One common Qatalyst tactic for fattening premiums is telling potential buyers they must hit minimum prices or face being eliminated in lightning-round auctions, people familiar with the firm said.
When OpenTable sold to Priceline, Gurley said he found out from a representative of the second-place bidder that it thought Boutros was bluffing. He wasn’t, Gurley said.
“Our job is to represent our clients’ best interests,” Boutros said. “We give them unbiased advice, but at the end of the day, they make the decision. If they decide to pursue a transaction, our job is to help them achieve the best possible outcome.”

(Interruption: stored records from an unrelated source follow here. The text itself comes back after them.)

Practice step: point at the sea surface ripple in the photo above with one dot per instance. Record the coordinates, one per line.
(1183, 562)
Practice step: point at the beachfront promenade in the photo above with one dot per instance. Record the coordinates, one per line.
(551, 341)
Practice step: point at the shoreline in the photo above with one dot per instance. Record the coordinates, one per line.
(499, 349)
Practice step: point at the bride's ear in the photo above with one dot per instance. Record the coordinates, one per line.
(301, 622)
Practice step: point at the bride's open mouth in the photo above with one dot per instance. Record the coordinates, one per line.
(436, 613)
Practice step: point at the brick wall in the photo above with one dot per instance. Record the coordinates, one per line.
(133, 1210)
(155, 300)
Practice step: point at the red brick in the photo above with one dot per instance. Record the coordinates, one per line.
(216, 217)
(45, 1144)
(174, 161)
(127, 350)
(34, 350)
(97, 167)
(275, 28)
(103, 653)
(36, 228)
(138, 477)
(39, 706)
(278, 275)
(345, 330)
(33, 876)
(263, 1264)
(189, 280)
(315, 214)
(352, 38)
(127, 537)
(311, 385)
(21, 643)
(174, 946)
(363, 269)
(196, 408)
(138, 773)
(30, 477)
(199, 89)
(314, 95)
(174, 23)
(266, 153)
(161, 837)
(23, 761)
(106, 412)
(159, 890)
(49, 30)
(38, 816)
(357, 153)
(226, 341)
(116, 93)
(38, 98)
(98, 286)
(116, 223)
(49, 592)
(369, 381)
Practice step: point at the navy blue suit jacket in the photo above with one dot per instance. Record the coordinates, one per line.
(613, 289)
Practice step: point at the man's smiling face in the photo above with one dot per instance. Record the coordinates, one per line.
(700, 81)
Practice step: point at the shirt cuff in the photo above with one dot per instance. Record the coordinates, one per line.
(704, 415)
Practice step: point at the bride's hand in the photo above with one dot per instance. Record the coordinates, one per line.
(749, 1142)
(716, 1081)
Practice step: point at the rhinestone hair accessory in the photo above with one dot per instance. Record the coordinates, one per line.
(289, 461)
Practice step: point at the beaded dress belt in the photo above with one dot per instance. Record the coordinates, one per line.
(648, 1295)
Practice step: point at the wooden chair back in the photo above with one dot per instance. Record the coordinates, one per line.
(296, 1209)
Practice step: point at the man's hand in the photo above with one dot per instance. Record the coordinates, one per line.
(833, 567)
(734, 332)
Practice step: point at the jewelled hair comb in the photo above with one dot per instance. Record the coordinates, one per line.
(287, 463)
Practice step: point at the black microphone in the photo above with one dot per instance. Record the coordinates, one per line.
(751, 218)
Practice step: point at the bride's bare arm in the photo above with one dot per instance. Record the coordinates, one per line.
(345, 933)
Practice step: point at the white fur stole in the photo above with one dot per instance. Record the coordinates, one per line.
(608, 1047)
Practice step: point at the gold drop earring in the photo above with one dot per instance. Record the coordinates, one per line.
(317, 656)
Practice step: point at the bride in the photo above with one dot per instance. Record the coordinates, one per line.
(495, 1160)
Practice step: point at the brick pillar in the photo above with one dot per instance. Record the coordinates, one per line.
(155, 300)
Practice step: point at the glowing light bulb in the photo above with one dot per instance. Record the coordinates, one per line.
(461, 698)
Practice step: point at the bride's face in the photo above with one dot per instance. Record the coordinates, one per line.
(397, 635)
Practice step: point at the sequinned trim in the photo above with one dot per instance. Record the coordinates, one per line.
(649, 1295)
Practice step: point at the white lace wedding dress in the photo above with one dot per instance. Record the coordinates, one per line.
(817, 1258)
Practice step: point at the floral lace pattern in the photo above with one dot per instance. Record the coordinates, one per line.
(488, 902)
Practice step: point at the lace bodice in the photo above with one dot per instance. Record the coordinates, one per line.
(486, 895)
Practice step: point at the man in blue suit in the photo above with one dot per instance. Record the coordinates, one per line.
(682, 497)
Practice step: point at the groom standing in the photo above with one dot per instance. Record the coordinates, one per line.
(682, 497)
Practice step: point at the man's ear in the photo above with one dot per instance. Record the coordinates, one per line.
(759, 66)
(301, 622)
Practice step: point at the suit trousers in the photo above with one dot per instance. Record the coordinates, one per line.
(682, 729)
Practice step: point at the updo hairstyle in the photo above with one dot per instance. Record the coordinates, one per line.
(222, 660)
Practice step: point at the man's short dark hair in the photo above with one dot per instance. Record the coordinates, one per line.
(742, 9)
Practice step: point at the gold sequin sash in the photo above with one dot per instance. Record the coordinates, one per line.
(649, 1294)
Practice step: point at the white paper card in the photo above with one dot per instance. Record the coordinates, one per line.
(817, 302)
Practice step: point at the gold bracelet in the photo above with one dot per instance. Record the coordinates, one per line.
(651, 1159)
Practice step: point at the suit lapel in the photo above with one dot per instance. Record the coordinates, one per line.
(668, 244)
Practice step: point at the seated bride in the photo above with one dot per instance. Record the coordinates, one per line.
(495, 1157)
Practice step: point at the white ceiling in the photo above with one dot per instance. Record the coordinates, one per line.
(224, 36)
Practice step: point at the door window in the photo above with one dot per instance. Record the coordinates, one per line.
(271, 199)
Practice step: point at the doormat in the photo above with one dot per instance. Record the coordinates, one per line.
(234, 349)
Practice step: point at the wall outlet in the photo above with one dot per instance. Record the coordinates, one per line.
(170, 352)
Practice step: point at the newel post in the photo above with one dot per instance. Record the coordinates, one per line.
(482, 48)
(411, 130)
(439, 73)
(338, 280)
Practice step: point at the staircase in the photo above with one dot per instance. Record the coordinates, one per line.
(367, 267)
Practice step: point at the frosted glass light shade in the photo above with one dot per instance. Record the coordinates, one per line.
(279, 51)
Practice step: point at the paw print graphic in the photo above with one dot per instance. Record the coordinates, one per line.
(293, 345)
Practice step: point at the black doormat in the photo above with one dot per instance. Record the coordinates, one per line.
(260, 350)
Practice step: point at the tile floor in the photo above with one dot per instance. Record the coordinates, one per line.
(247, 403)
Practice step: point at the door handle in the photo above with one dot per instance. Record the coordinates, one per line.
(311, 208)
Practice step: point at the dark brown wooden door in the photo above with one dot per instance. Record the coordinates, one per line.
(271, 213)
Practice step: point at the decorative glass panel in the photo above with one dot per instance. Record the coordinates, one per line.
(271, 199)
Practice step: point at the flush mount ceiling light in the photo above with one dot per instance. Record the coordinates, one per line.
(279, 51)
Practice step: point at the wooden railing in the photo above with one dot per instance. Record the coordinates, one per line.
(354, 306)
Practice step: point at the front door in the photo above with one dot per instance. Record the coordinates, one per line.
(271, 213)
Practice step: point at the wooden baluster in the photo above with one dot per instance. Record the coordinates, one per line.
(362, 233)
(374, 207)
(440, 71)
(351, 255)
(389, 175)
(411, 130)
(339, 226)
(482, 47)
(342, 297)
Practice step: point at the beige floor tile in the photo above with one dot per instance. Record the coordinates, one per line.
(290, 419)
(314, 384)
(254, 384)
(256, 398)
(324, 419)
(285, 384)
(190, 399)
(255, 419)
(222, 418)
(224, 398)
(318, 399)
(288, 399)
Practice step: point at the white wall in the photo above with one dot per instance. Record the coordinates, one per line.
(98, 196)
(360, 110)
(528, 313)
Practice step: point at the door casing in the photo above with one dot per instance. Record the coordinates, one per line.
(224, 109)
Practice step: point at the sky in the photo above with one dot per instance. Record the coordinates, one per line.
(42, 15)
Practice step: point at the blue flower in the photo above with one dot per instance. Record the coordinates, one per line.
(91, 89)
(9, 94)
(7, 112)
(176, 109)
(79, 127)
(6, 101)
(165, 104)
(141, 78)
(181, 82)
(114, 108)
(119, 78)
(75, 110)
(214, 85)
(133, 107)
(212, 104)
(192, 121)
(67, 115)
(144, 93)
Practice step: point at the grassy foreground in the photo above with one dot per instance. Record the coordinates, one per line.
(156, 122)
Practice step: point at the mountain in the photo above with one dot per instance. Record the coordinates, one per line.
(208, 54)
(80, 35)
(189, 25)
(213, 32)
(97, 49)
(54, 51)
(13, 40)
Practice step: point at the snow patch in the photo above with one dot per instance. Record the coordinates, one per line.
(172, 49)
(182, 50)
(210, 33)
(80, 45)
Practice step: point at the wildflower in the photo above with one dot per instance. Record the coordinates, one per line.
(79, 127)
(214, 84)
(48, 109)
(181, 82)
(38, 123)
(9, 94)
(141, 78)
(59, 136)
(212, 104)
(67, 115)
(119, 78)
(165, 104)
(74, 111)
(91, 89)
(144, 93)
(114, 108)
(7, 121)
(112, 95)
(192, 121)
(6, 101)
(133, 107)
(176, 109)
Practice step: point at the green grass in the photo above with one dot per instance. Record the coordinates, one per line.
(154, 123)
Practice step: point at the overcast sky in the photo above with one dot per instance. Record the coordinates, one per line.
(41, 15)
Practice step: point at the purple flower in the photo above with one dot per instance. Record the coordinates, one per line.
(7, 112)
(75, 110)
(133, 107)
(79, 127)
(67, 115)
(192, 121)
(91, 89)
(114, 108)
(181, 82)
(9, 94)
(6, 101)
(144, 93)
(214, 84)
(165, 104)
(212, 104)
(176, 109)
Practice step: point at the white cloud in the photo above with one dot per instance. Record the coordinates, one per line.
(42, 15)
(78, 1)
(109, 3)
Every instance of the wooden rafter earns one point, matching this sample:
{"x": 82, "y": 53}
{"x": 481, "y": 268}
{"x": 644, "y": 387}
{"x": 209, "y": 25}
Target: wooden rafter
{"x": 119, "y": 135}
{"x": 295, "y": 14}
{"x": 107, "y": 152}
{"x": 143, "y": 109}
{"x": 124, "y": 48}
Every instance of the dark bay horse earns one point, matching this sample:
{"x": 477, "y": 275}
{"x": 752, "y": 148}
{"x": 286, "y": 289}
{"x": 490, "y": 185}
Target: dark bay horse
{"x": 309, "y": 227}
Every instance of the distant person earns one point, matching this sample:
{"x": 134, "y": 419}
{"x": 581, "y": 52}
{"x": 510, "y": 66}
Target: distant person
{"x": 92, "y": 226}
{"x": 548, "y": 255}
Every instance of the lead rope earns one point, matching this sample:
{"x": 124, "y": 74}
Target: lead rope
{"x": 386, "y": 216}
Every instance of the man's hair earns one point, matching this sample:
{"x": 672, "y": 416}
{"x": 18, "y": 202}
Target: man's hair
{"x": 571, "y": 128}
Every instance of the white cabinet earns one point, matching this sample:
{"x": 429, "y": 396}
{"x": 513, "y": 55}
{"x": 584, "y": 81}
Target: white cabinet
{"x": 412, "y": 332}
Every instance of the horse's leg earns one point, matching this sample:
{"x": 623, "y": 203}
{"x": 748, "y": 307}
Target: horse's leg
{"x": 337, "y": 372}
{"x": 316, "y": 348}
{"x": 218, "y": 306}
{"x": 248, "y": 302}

Yet maximizing prices for the sellers rarely endears a banker to the buyers, or to the buyers’ bankers. Qatalyst, for instance, advised the British software company Autonomy Corp. on its 2014 sale what was then Hewlett-Packard Co. The price: $10.3 billion.
That deal, engineered by then-chief of H-P Leo Apotheker, turned into a nightmare: HP later took an $8.8 billion writedown and accused Autonomy of misreporting hundreds of millions of dollars in revenue before the purchase. The blowup was one reason HP’s Whitman refused to negotiate with Qatalyst on Aruba, according to e-mails disclosed in June, following a request from the Wall Street Journal.
For now, at least, Qatalyst remains the boutique to beat. People who know Boutros say he’s mellowed over the years. Few think he’s about to go soft, however.
“The reason I keep doing this after 30 years is, every situation is different,” Boutros said.